二管家顯然沒想到張叔居然還敢反問他,他先是微微愣了一下,然後眼珠子在眼眶子里飛快的轉了幾圈之後,隨即想到了應對之法。
“哼,你都不在老宅侍奉多少年了,再說了,事情從來都是計劃沒有變化快的,我這一次來,也不是代表我自己來的,而是老爺子讓我帶著這幾個家伙,過來給你們少爺和夫人賠罪的!”
二管家說著,就拍了拍手,他身後的幾個老宅的保鏢,身穿一襲黑衣,戴著墨鏡,立刻心領神會,唰的拉開車門,推著里面的狼狽不堪的三個人,生拉硬扯的帶到了張叔的面前。
“這不是!”
“沒錯,就是他們!”
對于夫人被打的時候,張叔已經陸陸續續的了解到了整件事情的經過,而司銘忠也是他看著長大的,對于他在公司的種種行為,當張叔得知之後,覺得很是惋惜,正經難受了一陣兒。
二管家一看到張叔驚恐的臉色,頓時重新變得洋洋得意,自打司林慕分出去住之後,他就鮮有機會來到這座別墅,更別提給這里的人當教師爺上課,朗朗吹噓自己在老宅的重視程度了。
與程叔一樣,崔叔的內心,也極度渴望被認可,尤其是被姓司的認可。
在這點上,司林奇做的就很好,他深得他爸司銘紳的精髓,不單單是逢年過節的去拜會程叔和崔叔,更有甚者,在父親節的時候,也會給兩位準備禮物。
程叔是因為有司銘麟在身邊,始終拿他當做親生兒子,所以雖然說對老三一家也算是客氣和照顧,但更多的心思,還是花在了老大司銘麟一家上。
而崔叔卻是被司林奇的殷勤十分的受用,在老宅的時候,就曾經多次勸說司老爺子,多給司林奇點機會,兄弟倆是一樣出色的,可不能因為偏愛其中一個,而生生耽誤了另一個。
所以當著張叔的面,他一再顯示自己的優越感,其終究目的還有一個,那就是要司林慕後悔。
後悔當初沒有巴結自己,後悔當初太過孤傲,眼楮長在腦門上,誰都看不上,好像是天大地大屬我最大的那種自信,實在是令崔叔看不上、
“想必就算你們這里的消息再閉塞,應該也听說了,這幾位大過年的,在老宅,可真是沒少作妖啊,興風作浪的不但連累了你家夫人,更是被查出來貪污受賄,背地里做了很多見不得人的勾當,如今人是肯定要交到司法機關去處理了,不過再被移送之前,老爺子仁厚,想著你家夫人既然是因為這幾個貨色傷著了,就讓他們來道個歉!”
崔叔一面說,一面下意識的看了眼腕表,早上五點四十。
“這時間嘛,確實是有點趕,不過既然是老爺子的一片好心,就算你家少爺和夫人沒有起身,你作為管家,也適當的去催催,別介到時候傳了出去,說是搬出去住了之後,咱們林慕少爺還不趕在老宅勤奮呢,如果是這樣的話,你就外人,尤其公司的那些董事,還怎麼放心的將股權交到他的手里去支配呢!”
“啪啪啪!”
就在崔叔滔滔不絕的說了一大堆誅心的言論之後,一直端坐在沙發上的司林慕,勾著一抹調笑的嘴角,啪啪啪的拍起手來。
“二管家果然好口才啊!不去說書,可惜了。

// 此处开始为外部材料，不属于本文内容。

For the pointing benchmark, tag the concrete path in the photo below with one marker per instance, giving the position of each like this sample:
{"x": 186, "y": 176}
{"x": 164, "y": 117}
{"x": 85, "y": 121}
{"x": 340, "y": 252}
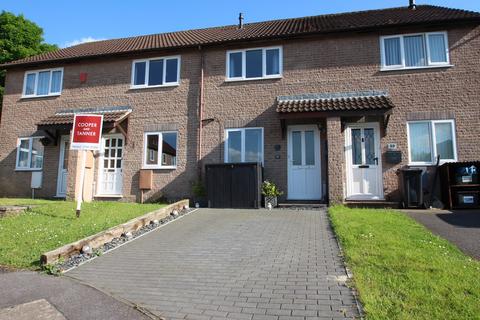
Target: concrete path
{"x": 30, "y": 295}
{"x": 231, "y": 264}
{"x": 461, "y": 227}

”
“少爺,您不是在?”
張叔顯然也被司林慕的聲音嚇了一跳,夫人受了那麼嚴重的傷,按照少爺的習慣,肯定會寸步不離的守在夫人的身邊的。
張叔哪里知道,因為黃連湯的事情,司林慕已經被集體孤立了,而他下樓的時間也剛剛好,正巧將二管家所有的不敬之詞,全都听進了耳朵里。
“林慕少爺,您不是?”
“還沒起床麼?”
司林慕挑了挑眉毛,似乎是在將二管家剛才的話,重復說給他听。
“看來爺爺還真是老了,老宅里的人都變得這麼沒有規矩了麼,主人要什麼時候起床,何時也輪到他們操心了,那是不是今後司氏的企業,你們也要進來摻和一腳呢,就像是司銘忠的所作所為,我看你倒是有點要步其後塵的意思啊!”
司銘忠!
眼下他人就五花大綁的站在門外,這個人到底還是姓司,雖然是旁支,但在司家的地位也一直都不輕,算是受到重用了,不然的話,也不能仗著自己手里有幾分權勢,就在司氏干起來受賄的勾當!
而司林慕此時,居然將二管家和這個罪人相提並論!
要知道,在給司林慕和唐以念道完歉之後的下一步,也就是在被送往司法機關前,按照司老爺子的意思,還要帶著司銘忠去趟公證處,將他司氏的姓氏給摘除掉。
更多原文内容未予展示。